On the second point, I'm fairly certain that pragmatism does not discount 
motives in the way you suggest. That might be a good way to describe a 
behaviorist approach or a utilitarian calculation but not the pragmatism of 
Pirsig or James. Pirsig's talk about ego climbing, for example, seems to 
suggest that motives are extremely important. Any endeavor that has 
self-aggrandizment as it's goal, he says, is bound to end in disaster. In his 
"Pragmatism", James begs his Absolutist rivals to confess their own personal 
feelings and motives behind their philosophical positions. That's not exactly a 
position on morality and yet he was asking them to be more sincerely and honest 
and open about the push from inside, if you will. They both get at 
philosophical rivalries by way of basic temperaments, namely the classic and 
romantic personalities. 


Matt said:
Steve said that moral responsibility doesn't start to make sense "until we get 
to beings that have social patterns because only such beings have behavior 
which is modifiable through praise and blame."  ...  That is at the conceptual 
level, and Steve's example--of the scolded child--gives us the pedagogical 
level.  What Steve said suggests that praise/blame is in some way basic to 
social patterns and moral responsibility and that in creating moral behavior in 
children, one begins with praise/blame.
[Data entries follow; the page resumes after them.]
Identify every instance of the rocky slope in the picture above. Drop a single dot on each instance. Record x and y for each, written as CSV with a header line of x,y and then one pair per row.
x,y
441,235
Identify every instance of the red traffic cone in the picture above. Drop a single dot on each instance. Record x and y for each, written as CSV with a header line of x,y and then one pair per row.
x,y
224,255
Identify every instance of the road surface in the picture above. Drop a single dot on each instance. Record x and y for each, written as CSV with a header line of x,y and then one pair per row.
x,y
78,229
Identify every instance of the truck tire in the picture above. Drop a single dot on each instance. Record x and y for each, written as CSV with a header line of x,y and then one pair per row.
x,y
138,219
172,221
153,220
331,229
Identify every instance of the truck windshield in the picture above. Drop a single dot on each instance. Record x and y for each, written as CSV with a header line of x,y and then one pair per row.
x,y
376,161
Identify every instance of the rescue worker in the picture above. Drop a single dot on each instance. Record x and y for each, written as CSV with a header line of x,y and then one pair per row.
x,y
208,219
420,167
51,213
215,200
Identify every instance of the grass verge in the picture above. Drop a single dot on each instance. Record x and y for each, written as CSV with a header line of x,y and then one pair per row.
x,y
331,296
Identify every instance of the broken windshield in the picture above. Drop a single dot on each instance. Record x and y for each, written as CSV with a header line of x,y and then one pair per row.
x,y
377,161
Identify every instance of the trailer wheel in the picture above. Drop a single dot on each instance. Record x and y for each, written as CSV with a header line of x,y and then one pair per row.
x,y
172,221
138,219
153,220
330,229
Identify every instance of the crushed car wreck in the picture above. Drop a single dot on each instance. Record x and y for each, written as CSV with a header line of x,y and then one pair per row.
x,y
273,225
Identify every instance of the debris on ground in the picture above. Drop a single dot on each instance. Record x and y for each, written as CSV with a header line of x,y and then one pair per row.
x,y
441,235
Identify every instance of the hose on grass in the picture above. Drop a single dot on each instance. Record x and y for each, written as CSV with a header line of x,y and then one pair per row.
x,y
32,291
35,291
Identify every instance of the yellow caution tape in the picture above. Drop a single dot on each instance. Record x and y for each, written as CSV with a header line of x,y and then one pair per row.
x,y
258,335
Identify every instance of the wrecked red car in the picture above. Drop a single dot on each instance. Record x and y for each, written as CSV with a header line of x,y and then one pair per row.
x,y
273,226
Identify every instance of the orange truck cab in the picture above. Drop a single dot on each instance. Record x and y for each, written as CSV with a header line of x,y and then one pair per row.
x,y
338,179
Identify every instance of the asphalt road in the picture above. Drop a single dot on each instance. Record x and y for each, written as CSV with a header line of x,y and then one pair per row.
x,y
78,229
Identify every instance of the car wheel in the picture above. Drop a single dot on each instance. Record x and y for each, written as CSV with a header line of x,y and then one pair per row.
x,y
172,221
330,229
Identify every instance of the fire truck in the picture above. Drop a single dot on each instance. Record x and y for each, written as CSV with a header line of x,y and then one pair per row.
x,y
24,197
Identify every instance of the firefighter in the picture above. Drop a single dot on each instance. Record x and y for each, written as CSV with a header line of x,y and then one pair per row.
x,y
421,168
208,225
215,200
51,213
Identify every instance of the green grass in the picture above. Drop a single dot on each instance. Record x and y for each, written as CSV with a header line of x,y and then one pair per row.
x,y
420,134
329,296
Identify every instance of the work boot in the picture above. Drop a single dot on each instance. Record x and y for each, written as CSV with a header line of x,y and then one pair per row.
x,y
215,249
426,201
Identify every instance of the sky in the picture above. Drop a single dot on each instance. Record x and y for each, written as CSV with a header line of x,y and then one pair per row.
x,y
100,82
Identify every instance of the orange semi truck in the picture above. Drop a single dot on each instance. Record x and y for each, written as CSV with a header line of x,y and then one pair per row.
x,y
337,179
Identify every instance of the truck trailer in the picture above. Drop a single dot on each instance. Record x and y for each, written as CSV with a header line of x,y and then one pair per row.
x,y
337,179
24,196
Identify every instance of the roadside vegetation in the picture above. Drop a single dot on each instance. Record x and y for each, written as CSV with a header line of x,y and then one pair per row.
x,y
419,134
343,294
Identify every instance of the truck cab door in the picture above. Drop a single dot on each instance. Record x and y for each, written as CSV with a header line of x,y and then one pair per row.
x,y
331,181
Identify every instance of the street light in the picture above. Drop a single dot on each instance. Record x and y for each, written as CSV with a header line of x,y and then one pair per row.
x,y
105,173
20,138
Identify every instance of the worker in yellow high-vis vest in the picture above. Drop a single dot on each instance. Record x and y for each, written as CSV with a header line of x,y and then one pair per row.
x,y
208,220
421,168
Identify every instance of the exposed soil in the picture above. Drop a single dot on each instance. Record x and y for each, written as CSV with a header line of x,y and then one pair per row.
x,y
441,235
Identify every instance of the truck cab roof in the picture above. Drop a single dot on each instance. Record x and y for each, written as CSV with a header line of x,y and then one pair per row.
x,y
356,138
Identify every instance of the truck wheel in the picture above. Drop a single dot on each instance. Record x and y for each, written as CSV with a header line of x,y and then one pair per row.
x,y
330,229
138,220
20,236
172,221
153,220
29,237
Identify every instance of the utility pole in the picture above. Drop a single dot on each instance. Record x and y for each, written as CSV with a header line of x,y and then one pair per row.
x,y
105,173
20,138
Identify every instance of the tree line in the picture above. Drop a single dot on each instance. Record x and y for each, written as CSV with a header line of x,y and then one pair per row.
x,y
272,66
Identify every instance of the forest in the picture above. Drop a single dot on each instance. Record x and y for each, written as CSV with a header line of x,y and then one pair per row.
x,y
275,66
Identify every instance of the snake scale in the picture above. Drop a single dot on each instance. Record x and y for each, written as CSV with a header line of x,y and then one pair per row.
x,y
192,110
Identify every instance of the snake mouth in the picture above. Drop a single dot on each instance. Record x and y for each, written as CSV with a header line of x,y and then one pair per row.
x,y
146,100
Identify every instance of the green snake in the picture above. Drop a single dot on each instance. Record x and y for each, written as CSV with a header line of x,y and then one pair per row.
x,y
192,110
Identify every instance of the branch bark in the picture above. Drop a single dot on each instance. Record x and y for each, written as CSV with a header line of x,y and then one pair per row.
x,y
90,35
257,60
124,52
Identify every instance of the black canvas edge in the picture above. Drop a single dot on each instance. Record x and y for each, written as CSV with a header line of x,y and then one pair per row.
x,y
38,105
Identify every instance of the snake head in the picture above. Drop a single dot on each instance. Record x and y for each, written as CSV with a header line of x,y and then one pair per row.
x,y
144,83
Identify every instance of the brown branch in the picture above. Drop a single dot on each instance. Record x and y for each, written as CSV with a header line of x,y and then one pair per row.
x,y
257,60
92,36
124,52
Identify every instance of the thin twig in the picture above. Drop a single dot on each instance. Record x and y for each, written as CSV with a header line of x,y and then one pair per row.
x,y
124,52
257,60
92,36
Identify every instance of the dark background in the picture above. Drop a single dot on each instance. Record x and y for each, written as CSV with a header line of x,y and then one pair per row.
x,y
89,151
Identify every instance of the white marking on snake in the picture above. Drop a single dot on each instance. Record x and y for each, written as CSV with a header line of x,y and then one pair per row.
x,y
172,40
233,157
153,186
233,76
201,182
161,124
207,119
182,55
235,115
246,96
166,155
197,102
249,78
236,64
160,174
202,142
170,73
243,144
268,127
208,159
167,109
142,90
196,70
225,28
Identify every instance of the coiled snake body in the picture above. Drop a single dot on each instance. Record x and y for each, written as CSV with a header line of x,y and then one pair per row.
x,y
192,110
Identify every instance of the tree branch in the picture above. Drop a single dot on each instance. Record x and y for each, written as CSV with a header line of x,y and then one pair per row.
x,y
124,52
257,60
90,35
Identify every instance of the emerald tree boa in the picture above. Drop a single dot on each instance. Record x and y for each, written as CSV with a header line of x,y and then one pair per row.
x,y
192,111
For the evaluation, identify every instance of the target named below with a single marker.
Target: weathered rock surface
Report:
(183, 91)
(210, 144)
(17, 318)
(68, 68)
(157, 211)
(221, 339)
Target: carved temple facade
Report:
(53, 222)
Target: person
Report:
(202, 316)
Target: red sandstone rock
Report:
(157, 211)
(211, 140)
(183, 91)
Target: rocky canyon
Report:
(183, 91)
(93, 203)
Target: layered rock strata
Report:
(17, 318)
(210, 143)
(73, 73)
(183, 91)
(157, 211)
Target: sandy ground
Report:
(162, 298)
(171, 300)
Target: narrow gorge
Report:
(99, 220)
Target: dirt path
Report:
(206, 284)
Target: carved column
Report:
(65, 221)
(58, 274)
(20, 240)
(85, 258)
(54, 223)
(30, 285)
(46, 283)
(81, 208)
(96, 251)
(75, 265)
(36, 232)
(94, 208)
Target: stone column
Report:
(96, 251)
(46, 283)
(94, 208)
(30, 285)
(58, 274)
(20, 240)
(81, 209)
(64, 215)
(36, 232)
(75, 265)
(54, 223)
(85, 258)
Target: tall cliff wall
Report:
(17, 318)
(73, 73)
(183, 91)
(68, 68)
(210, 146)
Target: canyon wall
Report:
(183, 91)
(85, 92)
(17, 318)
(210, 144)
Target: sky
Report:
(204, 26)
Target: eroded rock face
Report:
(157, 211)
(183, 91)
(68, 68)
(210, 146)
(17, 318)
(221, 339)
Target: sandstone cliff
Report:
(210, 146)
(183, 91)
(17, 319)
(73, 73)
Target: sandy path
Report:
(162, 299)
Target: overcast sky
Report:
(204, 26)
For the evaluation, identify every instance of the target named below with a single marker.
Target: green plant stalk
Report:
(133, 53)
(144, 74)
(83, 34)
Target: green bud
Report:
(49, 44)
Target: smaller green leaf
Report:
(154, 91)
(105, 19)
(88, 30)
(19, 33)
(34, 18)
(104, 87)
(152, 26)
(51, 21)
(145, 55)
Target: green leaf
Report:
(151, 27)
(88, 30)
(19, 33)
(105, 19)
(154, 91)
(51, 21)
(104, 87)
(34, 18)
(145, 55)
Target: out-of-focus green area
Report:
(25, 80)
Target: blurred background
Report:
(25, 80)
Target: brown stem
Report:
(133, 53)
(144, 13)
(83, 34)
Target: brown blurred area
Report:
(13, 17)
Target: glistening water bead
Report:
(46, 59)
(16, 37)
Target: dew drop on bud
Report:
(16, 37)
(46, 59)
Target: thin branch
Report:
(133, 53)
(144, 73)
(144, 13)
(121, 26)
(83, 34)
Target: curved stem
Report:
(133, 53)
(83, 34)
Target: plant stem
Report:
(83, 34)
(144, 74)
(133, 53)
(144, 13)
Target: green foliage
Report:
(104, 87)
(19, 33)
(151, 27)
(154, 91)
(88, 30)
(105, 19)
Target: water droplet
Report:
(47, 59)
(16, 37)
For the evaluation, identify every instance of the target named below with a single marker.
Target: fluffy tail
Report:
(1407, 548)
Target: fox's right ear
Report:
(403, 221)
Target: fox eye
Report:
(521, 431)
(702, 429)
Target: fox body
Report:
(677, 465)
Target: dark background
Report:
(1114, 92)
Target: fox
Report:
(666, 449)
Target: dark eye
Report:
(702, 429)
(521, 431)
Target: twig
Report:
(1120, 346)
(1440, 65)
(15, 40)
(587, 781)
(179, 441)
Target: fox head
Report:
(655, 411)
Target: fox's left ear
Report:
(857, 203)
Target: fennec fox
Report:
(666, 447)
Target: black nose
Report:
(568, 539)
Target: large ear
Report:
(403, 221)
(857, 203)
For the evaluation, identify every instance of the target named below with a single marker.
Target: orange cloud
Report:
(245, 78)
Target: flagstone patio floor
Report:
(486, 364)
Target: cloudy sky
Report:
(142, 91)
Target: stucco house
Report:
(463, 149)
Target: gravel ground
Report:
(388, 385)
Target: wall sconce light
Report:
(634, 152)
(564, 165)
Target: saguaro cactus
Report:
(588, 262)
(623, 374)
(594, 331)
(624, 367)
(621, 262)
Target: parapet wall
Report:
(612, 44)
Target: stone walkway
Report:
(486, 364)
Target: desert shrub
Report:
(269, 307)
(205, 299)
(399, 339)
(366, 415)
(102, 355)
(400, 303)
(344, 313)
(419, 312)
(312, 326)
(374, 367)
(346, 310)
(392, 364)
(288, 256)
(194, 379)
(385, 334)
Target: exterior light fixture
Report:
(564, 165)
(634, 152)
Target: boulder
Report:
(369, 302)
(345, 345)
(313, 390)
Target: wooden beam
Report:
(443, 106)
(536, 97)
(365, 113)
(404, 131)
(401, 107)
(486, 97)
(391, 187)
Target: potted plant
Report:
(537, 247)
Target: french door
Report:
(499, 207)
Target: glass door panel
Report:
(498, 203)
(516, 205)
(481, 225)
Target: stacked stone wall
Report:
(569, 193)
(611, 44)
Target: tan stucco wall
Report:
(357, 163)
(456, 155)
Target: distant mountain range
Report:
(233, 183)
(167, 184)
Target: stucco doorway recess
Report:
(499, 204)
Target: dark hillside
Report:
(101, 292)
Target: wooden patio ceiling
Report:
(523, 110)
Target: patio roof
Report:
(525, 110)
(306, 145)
What Steve has not said more about are 
those further non-Kantian answers I mentioned in relation to Dave, about how 
one precisely moves from praise/blame to "thinking that is itself not 
consciously motivated by potential praise or blame."  That is Dave's definition 
of moral behavior again.  

dmb says:

My definition of moral behavior? I didn't intend to do anything that ambitious. 
I was only making an obvious point about determinism. If our behavior is 
determined, then we can't rightly be blamed or praised. In that context, the 
terms are evaluative. In the context of training children, on the other hand, 
blame and praise are a particular kind of reward and punishment. That's a very 
different sense of the terms. Just want to be clear about that.